By Devidutta Tripathy and Vishal Sridhar
MUMBAI (Reuters) - ICICI Bank reported its smallest quarterly profit in two years on Monday as stricter RBI rules forced the country's third-biggest lender by assets to account for more bad loans.
Net profit for its fiscal fourth quarter to March 31 almost halved to 10.2 billion rupees ($152 million), the bank said, missing analysts' average forecast of 10.77 billion rupees.
While the bulk of the country's 9.5 trillion rupees of bad loans, as of the end of 2017, were with the country's dominant state-run banks, private sector lenders ICICI Bank and smaller rival Axis Bank also accounted for large chunks.
The Reserve Bank of India (RBI) in February did away with half a dozen loan restructuring schemes in a surprise move to hasten a clean-up of near-record levels of soured loans and tightened some other rules, which has led to banks disclosing more bad loans in the March quarter.

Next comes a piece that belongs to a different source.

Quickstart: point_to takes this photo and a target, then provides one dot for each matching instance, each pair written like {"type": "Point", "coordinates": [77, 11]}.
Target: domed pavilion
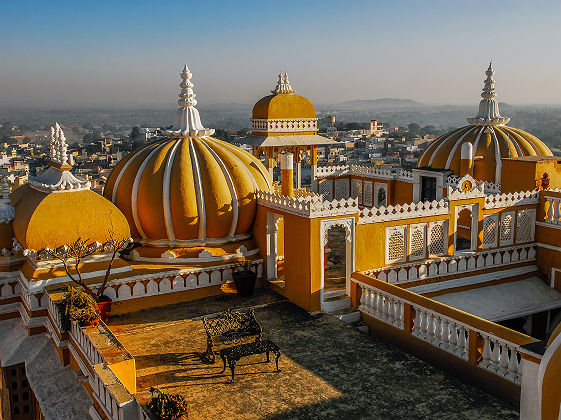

ICICI's long-serving Chief Executive Chanda Kochhar has also been battling allegations of nepotism in a loan the bank gave to the Videocon conglomerate.
The board of ICICI Bank, which is also listed in New York, has backed Kochhar and denied any wrongdoing.
Responding to repeated questions from journalists on the Videocon case, Kochhar said on a conference call after the earnings announcement that she had nothing more to add to the board's existing public stance.
On bad loans, she said the focus was turning to recovery and resolution and the bank would aim to lower its net non-performing loan ratio to 1.5 percent in two years from 4.77 percent at the end of March.
"We believe that since a lot of the stress has already been recognised, going forward, in fact, our focus will be on recovery and resolution," Kochhar said.
She outlined other medium-term goals for the bank such as growing retail loans to more than 60 percent of total loans, bringing down overseas loans to less than 10 percent, and boosting the provision coverage ratio of the bank to 70 percent by March 2020.
The new RBI rules led to 99.68 billion rupees of bad loans being added to its pile in the March quarter, ICICI Bank said. Including other bad loans, the gross non-performing loan ratio shot up to 8.84 percent from 7.82 percent at the end of December.
Domestic loans were up 15 percent year-on-year at the end of March, and Kochhar said the aim would be to increase the overall domestic loan book by 15 percent a year, with retail loans growing at above 20 percent until March 2020.
Ahead of the results, ICICI Bank shares closed 2.5 percent higher, outperforming the main Mumbai market index which gained 0.9 percent.
Axis Bank posted its first ever quarterly loss last month as its bad loans surged. Major state-run lenders are due to report March quarter earnings later this month.